Is arcsin differentiable at x=1?

Question

according to me arcsin should not be differentiable at $x=1$ as it has infinite slope at that point. But the books say otherwise...

$ y=\arcsin x $

$dy/dx= 1/\sqrt(1-x^2) $

at $x=1$ it is not defined... pls explain..

Answer 1

You can solve this using the definition of the derivative: Take $L = \lim_{x\to_1}\frac{\arcsin x - \arcsin 1}{x-1} = \lim_{x\to1}\frac{\arcsin x - \frac{\pi}{2}}{x-1}$. Now let $x = \sin u$ (observe that $u\to\frac{\pi}{2}$), then you get $L = \lim_{u\to\frac{\pi}{2}}\frac{u- \frac{\pi}{2}}{\sin u-1}$. Using l'Hôpital's rule, we get $L = \lim_{u\to\frac{\pi}{2}}\frac{1}{\cos u} = \frac{1}{0} = \infty$. So the derivative is not defined in $x=1$.
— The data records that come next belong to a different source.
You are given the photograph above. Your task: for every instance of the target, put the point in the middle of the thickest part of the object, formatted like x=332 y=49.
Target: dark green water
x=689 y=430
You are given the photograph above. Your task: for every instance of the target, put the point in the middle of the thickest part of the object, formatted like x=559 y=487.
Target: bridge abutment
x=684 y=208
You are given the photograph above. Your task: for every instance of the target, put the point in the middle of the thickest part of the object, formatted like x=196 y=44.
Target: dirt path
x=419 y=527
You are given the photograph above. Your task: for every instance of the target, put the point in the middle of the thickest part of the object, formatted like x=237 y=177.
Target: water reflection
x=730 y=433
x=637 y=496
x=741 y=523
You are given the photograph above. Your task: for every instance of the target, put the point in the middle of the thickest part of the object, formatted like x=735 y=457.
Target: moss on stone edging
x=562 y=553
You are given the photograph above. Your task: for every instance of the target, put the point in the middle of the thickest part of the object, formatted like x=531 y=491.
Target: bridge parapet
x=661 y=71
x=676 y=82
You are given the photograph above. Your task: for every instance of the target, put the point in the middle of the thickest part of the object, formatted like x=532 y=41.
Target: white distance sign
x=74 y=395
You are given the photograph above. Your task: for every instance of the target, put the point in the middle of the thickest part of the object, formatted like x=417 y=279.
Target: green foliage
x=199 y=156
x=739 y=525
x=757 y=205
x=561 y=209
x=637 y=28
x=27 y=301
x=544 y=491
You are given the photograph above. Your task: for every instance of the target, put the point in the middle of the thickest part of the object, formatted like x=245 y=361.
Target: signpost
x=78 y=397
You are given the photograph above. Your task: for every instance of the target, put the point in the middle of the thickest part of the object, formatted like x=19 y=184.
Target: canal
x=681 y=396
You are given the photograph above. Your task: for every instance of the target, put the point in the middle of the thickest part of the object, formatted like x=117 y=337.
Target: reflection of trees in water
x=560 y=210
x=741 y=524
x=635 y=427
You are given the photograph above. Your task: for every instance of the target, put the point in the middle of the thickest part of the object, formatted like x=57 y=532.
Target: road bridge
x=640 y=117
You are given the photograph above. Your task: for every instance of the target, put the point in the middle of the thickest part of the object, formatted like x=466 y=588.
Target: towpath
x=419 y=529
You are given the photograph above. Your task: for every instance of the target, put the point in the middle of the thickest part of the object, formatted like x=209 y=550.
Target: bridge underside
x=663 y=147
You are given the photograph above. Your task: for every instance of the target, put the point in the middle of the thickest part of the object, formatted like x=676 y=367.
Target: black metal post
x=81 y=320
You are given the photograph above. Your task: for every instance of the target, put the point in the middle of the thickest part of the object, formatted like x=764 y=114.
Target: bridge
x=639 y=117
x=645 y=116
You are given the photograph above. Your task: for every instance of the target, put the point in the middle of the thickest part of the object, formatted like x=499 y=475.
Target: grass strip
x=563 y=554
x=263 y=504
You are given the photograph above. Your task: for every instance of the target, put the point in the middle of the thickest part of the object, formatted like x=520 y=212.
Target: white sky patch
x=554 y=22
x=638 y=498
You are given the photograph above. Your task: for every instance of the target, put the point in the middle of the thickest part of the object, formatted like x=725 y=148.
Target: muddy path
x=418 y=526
Note: This is the limit for $x\to1$ with $x<1$, because $\arcsin$ is not defined for $x>1$.

Answer 2

As you can see, $1/(\sqrt{1-x^2})$ is not defined on $x=1$

The expression $1/(\sqrt{1-x^2})$ is the derivative of $\arcsin(x)$ for those regions where the function is derivable. Since it has a discontinuity on $x = \pm 1$, it is not derivable there. The domain of this function is $(-1,1)$.

Answer 3

Let's see it geometrically. As you know $sin^{-1}x$ is only defined in [-1,1], so $(-1,-\pi/2)$ and $(1,\pi/2)$ are the two end points of the graph. So, you see we cannot talk about tangent to the end points of a curve. We cannot draw any unique line which touches the curve of arcsinx at the end points, and hence the slope of the curve is not defined there. I think that maybe the left hand derivative os defined there. The left hand derivative should be zero there (I think) but it doesn't make sense to talk about approaching the curve from right because the curve doesn't exist to the right of x=1.